Friday, July 18, 2008

"School children threatened by Israeli settlers in South Hebron Hills"

The Right to Education Campaign, based out of Birzeit University, has just released a wonderful report on the situation facing school children in the South Hebron Hills. They explain:

Often, on their daily route to school, the children are subjected to threats and violence by the Israeli settlers. After a series of settler attacks on the children in 2004, the Children's Committee of the Israeli parliament, the Knesset, ordered a military escort to accompany the children on their route to school every day. In spite of this, the military escort often does not turn up on time or escorts the children only half the way, which makes the children vulnerable to attacks. To make the situation more complex for the children, settlers have recently installed a gate on the road, which is sometimes locked and therefore prevents the children from going to school completely - and these children are therefore being denied their right to education.
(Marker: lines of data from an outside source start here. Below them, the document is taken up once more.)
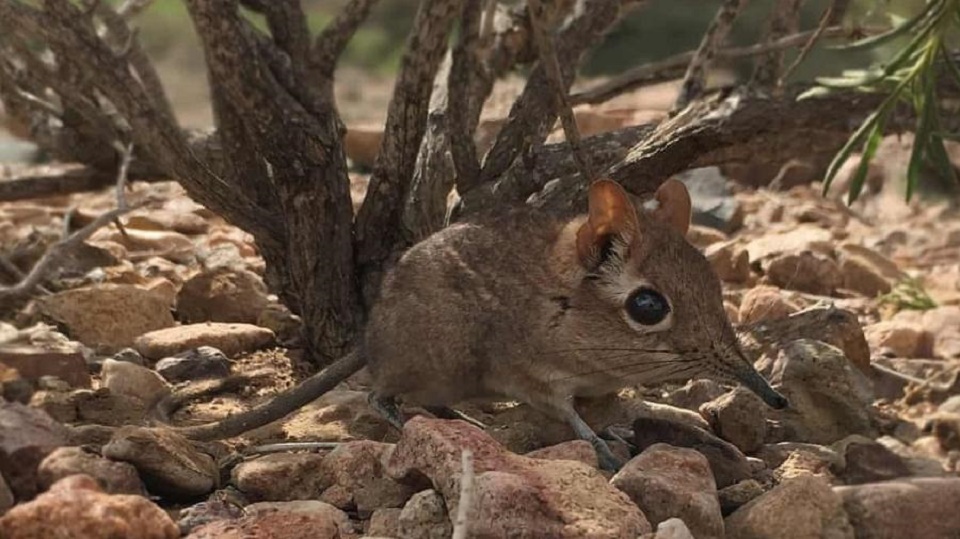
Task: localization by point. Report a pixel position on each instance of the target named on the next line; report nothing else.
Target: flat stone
(231, 339)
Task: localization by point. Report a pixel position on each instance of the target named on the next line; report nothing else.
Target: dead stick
(551, 65)
(460, 525)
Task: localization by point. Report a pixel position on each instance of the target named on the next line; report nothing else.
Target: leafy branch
(908, 78)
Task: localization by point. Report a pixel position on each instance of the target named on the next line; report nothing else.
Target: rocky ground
(852, 312)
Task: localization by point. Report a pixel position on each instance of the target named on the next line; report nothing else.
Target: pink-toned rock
(729, 260)
(76, 508)
(32, 362)
(805, 271)
(273, 525)
(282, 477)
(667, 481)
(799, 508)
(867, 271)
(358, 481)
(514, 495)
(231, 339)
(801, 238)
(765, 303)
(111, 476)
(27, 436)
(578, 450)
(943, 324)
(108, 315)
(897, 338)
(914, 507)
(222, 295)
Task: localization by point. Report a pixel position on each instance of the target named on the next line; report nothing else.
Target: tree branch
(534, 113)
(378, 221)
(694, 81)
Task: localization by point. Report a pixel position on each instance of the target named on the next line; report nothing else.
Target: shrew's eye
(646, 306)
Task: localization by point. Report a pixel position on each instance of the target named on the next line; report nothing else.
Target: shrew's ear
(675, 207)
(611, 215)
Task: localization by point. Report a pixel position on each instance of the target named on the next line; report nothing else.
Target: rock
(713, 203)
(945, 427)
(728, 464)
(306, 507)
(863, 460)
(75, 507)
(358, 481)
(231, 339)
(170, 245)
(6, 496)
(702, 237)
(729, 260)
(765, 303)
(673, 528)
(168, 463)
(271, 525)
(695, 393)
(577, 450)
(805, 271)
(829, 398)
(800, 508)
(385, 522)
(108, 315)
(736, 496)
(867, 272)
(182, 222)
(896, 338)
(738, 417)
(112, 477)
(201, 363)
(794, 240)
(666, 481)
(27, 436)
(133, 381)
(33, 362)
(282, 477)
(514, 495)
(424, 517)
(222, 295)
(943, 323)
(914, 507)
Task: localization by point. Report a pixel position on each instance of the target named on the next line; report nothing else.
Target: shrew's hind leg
(445, 412)
(386, 407)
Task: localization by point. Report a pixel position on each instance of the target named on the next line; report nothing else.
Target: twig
(694, 81)
(669, 67)
(59, 250)
(784, 19)
(329, 45)
(460, 525)
(825, 21)
(548, 58)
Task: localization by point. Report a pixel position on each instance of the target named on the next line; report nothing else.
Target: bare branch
(673, 66)
(784, 19)
(694, 81)
(378, 221)
(55, 254)
(461, 526)
(533, 113)
(332, 41)
(548, 59)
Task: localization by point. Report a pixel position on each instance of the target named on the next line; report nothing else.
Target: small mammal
(528, 307)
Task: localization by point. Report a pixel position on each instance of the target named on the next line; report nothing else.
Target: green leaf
(869, 149)
(844, 153)
(901, 30)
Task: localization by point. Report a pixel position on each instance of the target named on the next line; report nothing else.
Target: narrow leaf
(869, 149)
(901, 30)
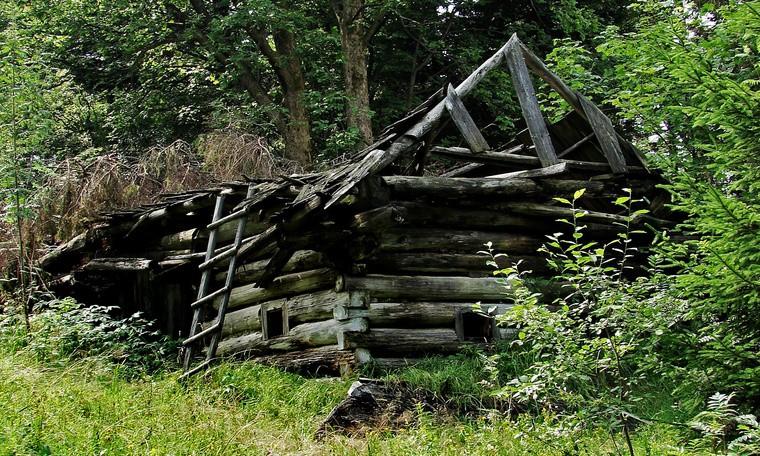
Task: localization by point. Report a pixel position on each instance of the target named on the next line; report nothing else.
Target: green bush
(62, 330)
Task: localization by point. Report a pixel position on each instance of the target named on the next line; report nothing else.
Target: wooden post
(526, 94)
(464, 122)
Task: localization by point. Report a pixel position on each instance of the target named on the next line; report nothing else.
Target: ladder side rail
(211, 351)
(205, 279)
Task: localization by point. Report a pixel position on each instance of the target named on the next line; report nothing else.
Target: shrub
(62, 330)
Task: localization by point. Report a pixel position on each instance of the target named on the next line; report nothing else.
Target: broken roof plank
(424, 125)
(502, 158)
(605, 134)
(552, 170)
(571, 96)
(526, 95)
(464, 122)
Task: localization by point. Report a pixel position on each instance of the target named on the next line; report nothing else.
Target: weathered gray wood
(119, 264)
(553, 170)
(445, 240)
(526, 95)
(303, 308)
(327, 360)
(372, 163)
(403, 341)
(196, 236)
(457, 187)
(504, 158)
(459, 171)
(430, 288)
(424, 263)
(545, 210)
(412, 214)
(492, 157)
(287, 285)
(301, 260)
(572, 97)
(306, 335)
(605, 134)
(416, 314)
(464, 122)
(575, 146)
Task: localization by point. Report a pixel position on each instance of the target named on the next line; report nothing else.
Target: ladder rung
(196, 369)
(209, 297)
(195, 337)
(231, 251)
(235, 215)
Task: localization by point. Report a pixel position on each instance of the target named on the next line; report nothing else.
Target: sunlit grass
(243, 408)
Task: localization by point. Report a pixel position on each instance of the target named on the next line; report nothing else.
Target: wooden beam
(504, 158)
(372, 163)
(457, 187)
(526, 95)
(571, 96)
(552, 170)
(605, 133)
(431, 288)
(464, 122)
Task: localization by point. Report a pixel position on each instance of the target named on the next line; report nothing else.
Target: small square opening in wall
(474, 327)
(274, 323)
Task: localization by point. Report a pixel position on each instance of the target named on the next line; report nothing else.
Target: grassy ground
(86, 407)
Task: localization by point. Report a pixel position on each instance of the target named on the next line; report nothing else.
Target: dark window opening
(475, 327)
(274, 323)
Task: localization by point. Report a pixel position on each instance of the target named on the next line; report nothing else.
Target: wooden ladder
(197, 333)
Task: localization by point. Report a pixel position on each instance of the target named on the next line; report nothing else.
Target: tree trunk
(353, 40)
(297, 131)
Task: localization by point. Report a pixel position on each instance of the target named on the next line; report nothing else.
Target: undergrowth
(67, 388)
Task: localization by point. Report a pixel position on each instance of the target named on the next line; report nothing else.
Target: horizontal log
(545, 210)
(403, 341)
(430, 288)
(504, 158)
(424, 263)
(443, 240)
(287, 285)
(120, 265)
(302, 260)
(199, 236)
(400, 214)
(416, 314)
(458, 187)
(553, 170)
(321, 361)
(307, 335)
(303, 308)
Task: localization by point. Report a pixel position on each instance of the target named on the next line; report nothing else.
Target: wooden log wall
(386, 274)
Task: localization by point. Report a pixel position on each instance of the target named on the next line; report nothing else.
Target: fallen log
(424, 263)
(120, 265)
(458, 187)
(307, 335)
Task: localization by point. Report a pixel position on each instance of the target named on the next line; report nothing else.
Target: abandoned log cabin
(375, 259)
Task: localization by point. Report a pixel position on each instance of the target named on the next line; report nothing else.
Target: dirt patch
(375, 404)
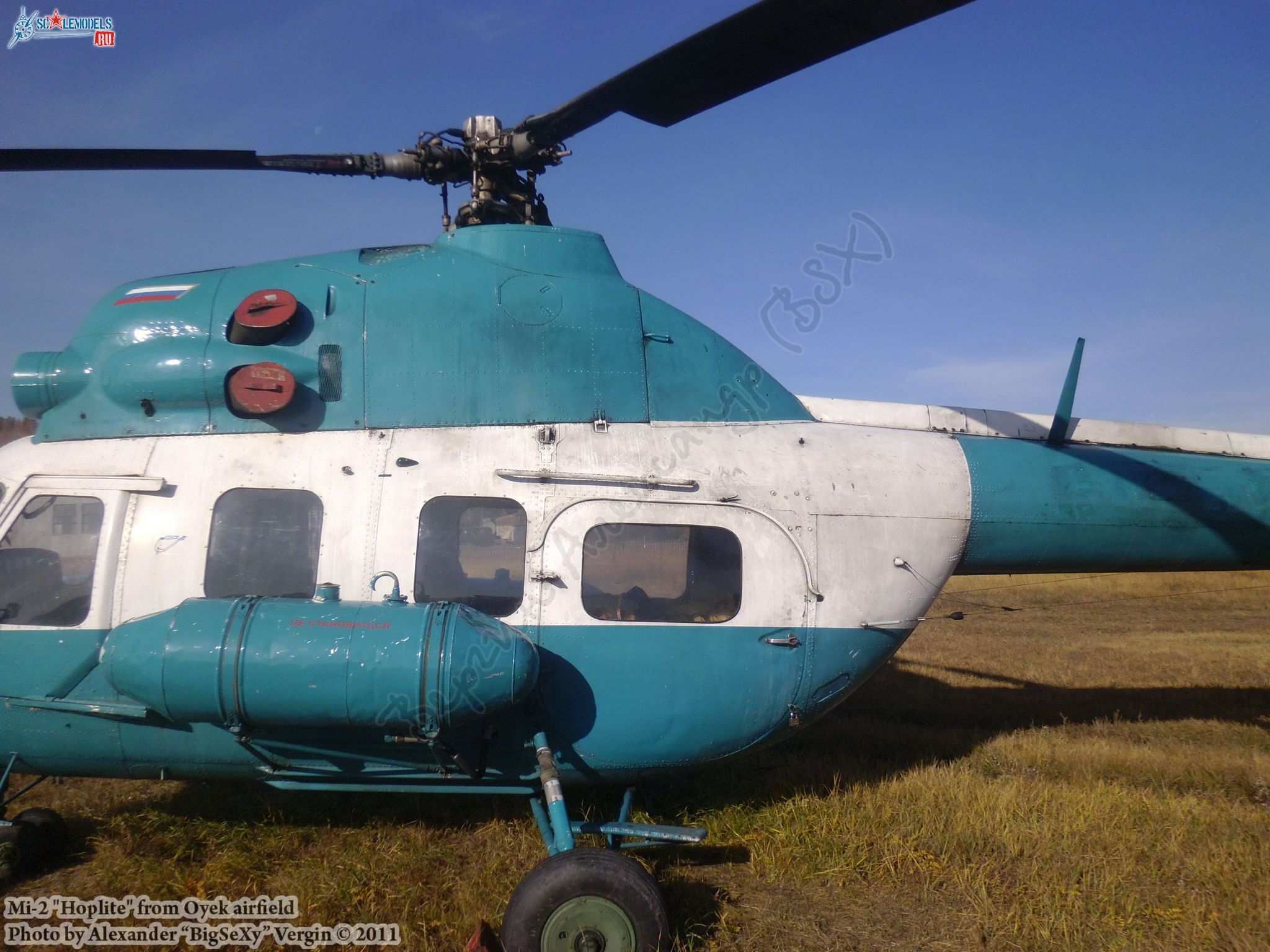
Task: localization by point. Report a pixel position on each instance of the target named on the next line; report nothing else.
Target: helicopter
(479, 517)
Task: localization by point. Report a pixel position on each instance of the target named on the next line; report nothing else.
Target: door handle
(788, 641)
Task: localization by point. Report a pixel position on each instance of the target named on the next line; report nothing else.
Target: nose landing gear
(35, 838)
(586, 899)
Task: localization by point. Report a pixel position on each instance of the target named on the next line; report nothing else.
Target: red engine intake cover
(263, 316)
(260, 389)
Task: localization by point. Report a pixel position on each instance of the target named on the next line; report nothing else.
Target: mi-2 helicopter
(481, 517)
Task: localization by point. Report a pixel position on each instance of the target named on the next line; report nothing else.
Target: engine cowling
(298, 663)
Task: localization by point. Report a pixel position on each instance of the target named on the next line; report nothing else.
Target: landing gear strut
(35, 838)
(586, 899)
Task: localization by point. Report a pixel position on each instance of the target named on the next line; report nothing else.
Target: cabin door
(671, 633)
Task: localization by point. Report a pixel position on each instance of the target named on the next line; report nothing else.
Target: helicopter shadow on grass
(904, 719)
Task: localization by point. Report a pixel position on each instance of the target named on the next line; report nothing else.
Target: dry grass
(1082, 775)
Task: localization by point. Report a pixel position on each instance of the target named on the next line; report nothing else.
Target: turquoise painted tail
(1042, 508)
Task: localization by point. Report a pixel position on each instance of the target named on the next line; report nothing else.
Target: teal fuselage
(513, 362)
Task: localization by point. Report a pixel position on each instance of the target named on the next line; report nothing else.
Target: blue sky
(1041, 170)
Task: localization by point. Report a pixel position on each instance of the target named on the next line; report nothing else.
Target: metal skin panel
(1080, 508)
(474, 338)
(491, 325)
(695, 375)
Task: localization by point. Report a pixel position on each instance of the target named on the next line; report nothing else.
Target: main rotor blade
(207, 159)
(760, 45)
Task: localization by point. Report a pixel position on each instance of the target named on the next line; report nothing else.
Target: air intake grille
(331, 372)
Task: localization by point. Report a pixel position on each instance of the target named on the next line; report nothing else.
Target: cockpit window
(651, 573)
(47, 560)
(471, 550)
(265, 542)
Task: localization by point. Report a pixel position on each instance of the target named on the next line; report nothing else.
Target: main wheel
(48, 835)
(14, 850)
(587, 901)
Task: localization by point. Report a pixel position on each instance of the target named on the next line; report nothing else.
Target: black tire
(556, 885)
(14, 850)
(50, 839)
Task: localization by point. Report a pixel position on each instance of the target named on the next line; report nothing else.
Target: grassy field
(1088, 772)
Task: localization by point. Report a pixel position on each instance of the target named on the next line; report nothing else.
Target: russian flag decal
(163, 293)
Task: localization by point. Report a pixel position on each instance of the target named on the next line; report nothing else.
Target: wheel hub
(588, 924)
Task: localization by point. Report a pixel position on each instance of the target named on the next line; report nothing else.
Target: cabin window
(265, 542)
(47, 560)
(652, 573)
(471, 550)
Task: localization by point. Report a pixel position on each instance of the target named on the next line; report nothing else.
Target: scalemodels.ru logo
(59, 25)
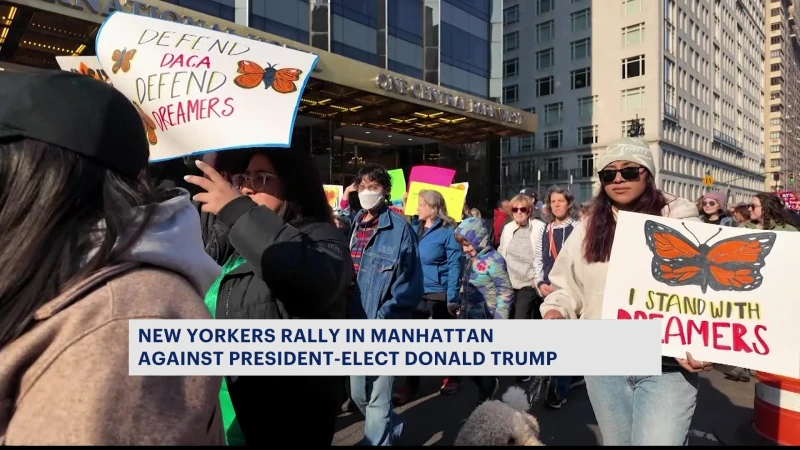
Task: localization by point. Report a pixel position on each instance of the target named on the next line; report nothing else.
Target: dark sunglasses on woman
(628, 174)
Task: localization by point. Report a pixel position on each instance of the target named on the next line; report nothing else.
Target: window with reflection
(224, 9)
(465, 61)
(285, 18)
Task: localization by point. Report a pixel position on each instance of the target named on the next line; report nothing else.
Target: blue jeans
(643, 411)
(373, 397)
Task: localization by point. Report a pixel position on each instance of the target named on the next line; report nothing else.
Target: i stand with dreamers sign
(725, 295)
(199, 90)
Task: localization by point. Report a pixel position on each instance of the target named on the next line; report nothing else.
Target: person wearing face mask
(287, 261)
(713, 210)
(387, 284)
(662, 405)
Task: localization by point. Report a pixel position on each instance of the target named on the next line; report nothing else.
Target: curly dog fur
(504, 422)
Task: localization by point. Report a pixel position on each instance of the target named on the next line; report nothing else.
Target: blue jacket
(389, 281)
(441, 258)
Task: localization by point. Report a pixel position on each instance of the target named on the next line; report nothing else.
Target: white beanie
(629, 149)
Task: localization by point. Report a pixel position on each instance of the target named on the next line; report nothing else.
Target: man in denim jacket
(388, 284)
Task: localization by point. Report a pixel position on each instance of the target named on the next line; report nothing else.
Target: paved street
(434, 420)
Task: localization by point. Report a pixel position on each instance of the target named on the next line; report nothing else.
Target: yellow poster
(453, 199)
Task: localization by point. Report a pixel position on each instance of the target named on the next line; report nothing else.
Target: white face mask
(369, 199)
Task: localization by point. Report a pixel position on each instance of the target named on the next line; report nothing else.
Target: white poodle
(498, 423)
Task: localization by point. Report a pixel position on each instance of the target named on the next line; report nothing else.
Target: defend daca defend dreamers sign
(723, 294)
(200, 90)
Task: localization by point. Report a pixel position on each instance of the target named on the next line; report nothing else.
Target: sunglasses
(257, 181)
(628, 174)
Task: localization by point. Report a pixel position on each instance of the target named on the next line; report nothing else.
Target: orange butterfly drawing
(281, 80)
(732, 264)
(122, 60)
(149, 125)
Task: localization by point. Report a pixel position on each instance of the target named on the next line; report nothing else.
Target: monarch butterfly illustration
(122, 60)
(281, 80)
(732, 264)
(149, 125)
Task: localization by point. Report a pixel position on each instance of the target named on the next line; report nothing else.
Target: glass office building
(351, 113)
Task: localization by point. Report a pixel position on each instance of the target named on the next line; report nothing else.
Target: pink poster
(439, 176)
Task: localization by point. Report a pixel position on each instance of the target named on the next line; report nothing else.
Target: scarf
(233, 433)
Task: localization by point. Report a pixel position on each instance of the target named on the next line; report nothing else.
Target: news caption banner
(199, 90)
(725, 295)
(393, 347)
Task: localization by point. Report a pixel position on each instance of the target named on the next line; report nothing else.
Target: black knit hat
(77, 113)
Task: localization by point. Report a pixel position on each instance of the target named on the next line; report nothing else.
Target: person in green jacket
(768, 213)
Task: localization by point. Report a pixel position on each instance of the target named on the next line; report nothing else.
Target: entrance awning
(349, 92)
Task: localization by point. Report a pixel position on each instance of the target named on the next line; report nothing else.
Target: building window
(553, 165)
(552, 140)
(526, 143)
(581, 49)
(626, 126)
(631, 7)
(511, 41)
(669, 36)
(586, 107)
(633, 35)
(544, 31)
(553, 113)
(544, 6)
(510, 94)
(633, 67)
(587, 135)
(581, 78)
(587, 165)
(511, 15)
(581, 20)
(510, 68)
(545, 86)
(544, 59)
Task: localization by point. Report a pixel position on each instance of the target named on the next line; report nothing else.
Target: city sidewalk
(435, 420)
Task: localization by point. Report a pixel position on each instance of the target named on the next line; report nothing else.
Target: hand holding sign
(218, 192)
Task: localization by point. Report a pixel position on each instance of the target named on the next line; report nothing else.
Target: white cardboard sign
(201, 90)
(725, 295)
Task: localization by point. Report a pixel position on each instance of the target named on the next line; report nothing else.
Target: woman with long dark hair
(286, 260)
(663, 405)
(85, 247)
(767, 212)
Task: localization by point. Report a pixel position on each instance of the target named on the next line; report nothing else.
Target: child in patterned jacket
(486, 291)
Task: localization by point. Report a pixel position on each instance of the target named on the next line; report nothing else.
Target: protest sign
(200, 90)
(464, 186)
(333, 192)
(398, 185)
(790, 199)
(84, 65)
(722, 293)
(453, 199)
(440, 176)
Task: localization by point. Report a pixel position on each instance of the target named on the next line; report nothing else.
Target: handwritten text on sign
(721, 291)
(201, 90)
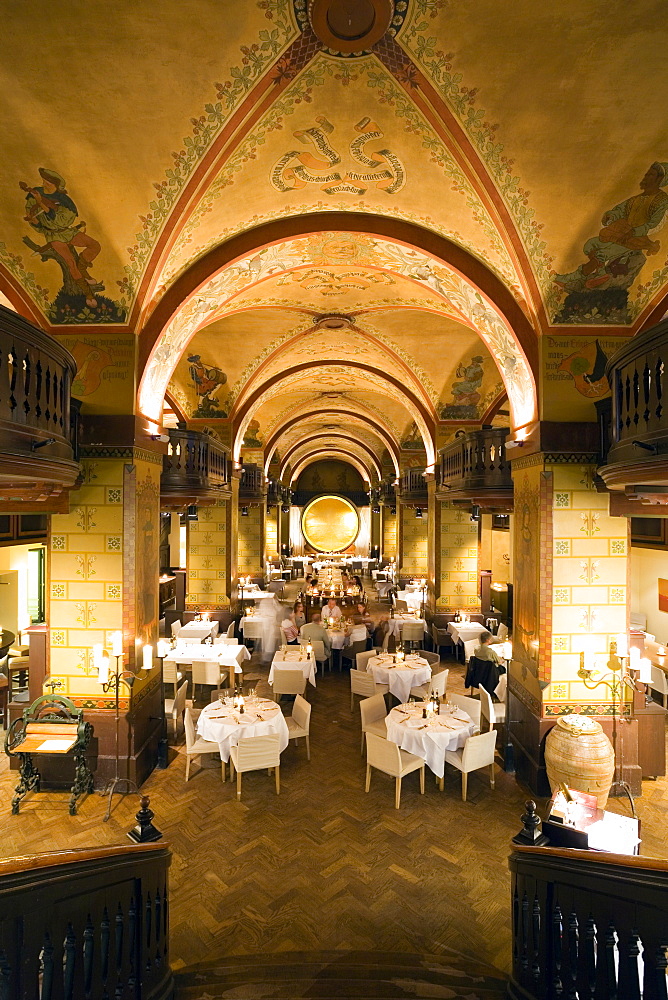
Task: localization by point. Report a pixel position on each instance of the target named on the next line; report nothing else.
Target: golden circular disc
(330, 523)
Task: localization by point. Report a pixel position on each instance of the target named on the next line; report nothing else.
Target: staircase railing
(87, 923)
(588, 925)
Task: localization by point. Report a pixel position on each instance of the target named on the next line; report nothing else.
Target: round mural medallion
(330, 523)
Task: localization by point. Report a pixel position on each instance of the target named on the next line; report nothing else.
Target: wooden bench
(52, 725)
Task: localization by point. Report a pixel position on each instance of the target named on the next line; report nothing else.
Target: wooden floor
(324, 866)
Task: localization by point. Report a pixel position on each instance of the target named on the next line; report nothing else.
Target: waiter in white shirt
(332, 610)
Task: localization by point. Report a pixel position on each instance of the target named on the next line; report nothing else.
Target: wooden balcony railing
(86, 923)
(635, 450)
(588, 924)
(37, 435)
(413, 487)
(252, 485)
(474, 470)
(195, 469)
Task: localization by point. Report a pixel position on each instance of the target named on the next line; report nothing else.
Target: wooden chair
(175, 707)
(471, 706)
(373, 712)
(195, 746)
(255, 753)
(436, 686)
(477, 752)
(299, 723)
(287, 681)
(387, 757)
(660, 684)
(489, 710)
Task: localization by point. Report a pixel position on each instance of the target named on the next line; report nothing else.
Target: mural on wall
(208, 380)
(466, 391)
(51, 213)
(587, 368)
(597, 290)
(252, 437)
(381, 168)
(412, 440)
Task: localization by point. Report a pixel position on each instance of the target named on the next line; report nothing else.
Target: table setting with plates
(397, 623)
(198, 630)
(294, 658)
(223, 722)
(429, 738)
(399, 674)
(226, 656)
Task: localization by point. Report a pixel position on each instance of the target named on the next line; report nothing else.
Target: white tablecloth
(197, 630)
(227, 656)
(465, 631)
(225, 726)
(397, 623)
(443, 732)
(412, 598)
(414, 672)
(290, 661)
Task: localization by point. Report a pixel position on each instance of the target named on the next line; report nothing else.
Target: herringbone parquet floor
(324, 866)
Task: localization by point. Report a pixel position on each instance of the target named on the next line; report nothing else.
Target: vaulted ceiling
(447, 182)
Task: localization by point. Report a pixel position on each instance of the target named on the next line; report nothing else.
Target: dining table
(223, 723)
(198, 630)
(399, 675)
(429, 738)
(294, 658)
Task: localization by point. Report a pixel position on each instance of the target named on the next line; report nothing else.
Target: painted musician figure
(52, 213)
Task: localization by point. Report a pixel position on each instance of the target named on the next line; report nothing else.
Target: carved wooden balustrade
(474, 469)
(195, 470)
(588, 925)
(635, 455)
(87, 923)
(37, 436)
(413, 488)
(252, 486)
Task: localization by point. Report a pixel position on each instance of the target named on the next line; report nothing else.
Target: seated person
(484, 650)
(358, 632)
(298, 615)
(314, 630)
(331, 609)
(291, 631)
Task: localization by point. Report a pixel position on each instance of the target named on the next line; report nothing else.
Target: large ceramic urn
(578, 752)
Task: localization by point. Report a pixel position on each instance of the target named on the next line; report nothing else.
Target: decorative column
(570, 596)
(104, 568)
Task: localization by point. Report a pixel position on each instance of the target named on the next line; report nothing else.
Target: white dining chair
(175, 707)
(171, 675)
(299, 723)
(254, 753)
(477, 752)
(287, 681)
(386, 756)
(491, 712)
(196, 746)
(436, 686)
(660, 684)
(469, 705)
(373, 713)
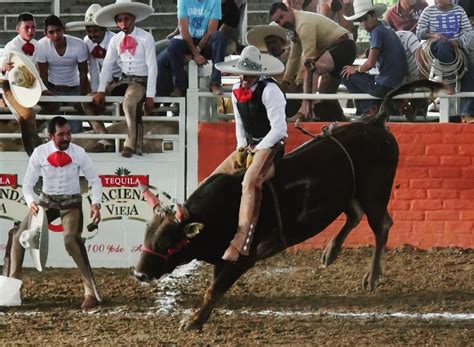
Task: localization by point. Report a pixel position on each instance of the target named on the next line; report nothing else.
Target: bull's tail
(387, 104)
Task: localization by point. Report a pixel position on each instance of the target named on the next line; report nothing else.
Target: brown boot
(90, 303)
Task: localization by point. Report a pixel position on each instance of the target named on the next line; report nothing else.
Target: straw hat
(361, 7)
(25, 80)
(256, 36)
(89, 19)
(35, 239)
(105, 17)
(252, 62)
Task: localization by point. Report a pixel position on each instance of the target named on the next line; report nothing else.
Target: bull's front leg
(225, 275)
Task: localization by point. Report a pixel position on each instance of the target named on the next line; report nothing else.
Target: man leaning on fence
(97, 41)
(134, 49)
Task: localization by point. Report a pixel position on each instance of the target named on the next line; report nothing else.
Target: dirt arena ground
(425, 297)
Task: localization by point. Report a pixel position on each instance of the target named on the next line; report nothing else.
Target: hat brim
(256, 36)
(76, 26)
(105, 17)
(26, 97)
(270, 66)
(379, 9)
(40, 255)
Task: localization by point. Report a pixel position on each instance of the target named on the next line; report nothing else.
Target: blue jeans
(443, 51)
(215, 50)
(365, 83)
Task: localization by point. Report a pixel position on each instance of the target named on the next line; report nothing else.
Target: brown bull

The report goes on to give an example of the sort of treatment that the children regularly endure:

...on the morning of 17th March, 2008, the children were unable to meet the regular military escort. The escort jeep stopped well short of the appointed meeting place, and despite repeated calls to the military by the international volunteers and concerned Israelis, the escort jeep never came forward to meet the children. The children could not walk towards the escort jeep because of the threatening presence of a settler. The settler was near the military escort and was speaking with the soldiers. He shouted threatening remarks at the children, and also threatened them with a rock. Eventually most of the children decided to take the long route to school, walking unescorted through the hills and arriving in At-Tuwani at about 9.00am, about an hour after school had started. Four of the children returned home and did not attend school because of the problems with the escort.

This situation is not unusual; the military escort often refuses to accompany the children for the entire route, in spite of the law ordered by the Knesset, obliging them to do so.

Thank you, Right to Education, for your wonderful work!